AnalysisComponent are the building blocks of extraction in Pāṇini. Each component is responsible for a specific analysis axis (Morphology, Pedagogical Explanation, Leipzig Glossing, etc.).


1. Role and Principles

A component is an isolated unit of work that: 1. Defines its own data structure JSON (via a schema). 2. Provides its own instructions to the AI (via a prompt fragment). 3. Validates and cleans its own data after extraction.

This modular approach allows you to ask the AI only for what you need, reducing costs and improving accuracy.

graph TD
    Registry["Registry (ISO Code)"]
    Registry -->|fra| French[French Definition]
    Registry -->|ara| Arabic[Arabic Definition]
    Registry -->|tur| Turkish[Turkish Definition]

    ComponentSelection["Component Keys (CLI/API)"]
    ComponentSelection --> C1[Morphology]
    ComponentSelection --> C2[Leipzig]
    ComponentSelection --> C3[Pedagogical]

    French & C1 & C2 & C3 --> Pipeline[Extraction Pipeline]

2. Usage

Selecting Components (CLI)

By default, all components compatible with the target language are executed.

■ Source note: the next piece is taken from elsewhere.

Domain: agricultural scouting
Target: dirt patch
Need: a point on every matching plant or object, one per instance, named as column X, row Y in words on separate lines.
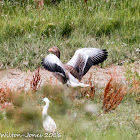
column 17, row 79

You can restrict the selection with the --components flag:

# Execute only morphology and Leipzig glossing
panini extract --components morphology,leipzig_alignment \
  --text "Dał kotowi mleko." \
  --target "kotowi"

Usage via API (Rust)

let result = registry::extract_erased_with_components(
    "pol", &model, &request,
    Some(&["morphology", "pedagogical_explanation"]),
    0.2, 4096, None, &prompts,
).await?;

3. Built-in Components

Key Struct Description
morphology MorphologyAnalysis Full morphological analysis (POS, lemma, case, gender...).
pedagogical_explanation PedagogicalExplanation Structured HTML explanation for the learner.
morpheme_segmentation MorphemeSegmentation Morpheme segmentation (Agglutinative languages).
multiword_expressions MultiwordExpressions Detection of idioms and multi-word expressions.
leipzig_alignment LeipzigAlignment Interlinear glossing (Leipzig Rules).

4. Consuming Results

The recommended way to consume results is through the #[derive(PaniniResult)] macro. It automatically maps JSON keys to your struct fields.

#[derive(PaniniResult)]
pub struct FullExtraction<L: LinguisticDefinition> {
    #[component(MorphologyAnalysis)]
    pub morphology: MorphologyResult<L::Morphology>,

    #[component(PedagogicalExplanation)]
    pub explanation: String,
}

Optional Results

If a component is optional (e.g., MorphemeSegmentation, which only runs on compatible languages), use Option<T> in your struct.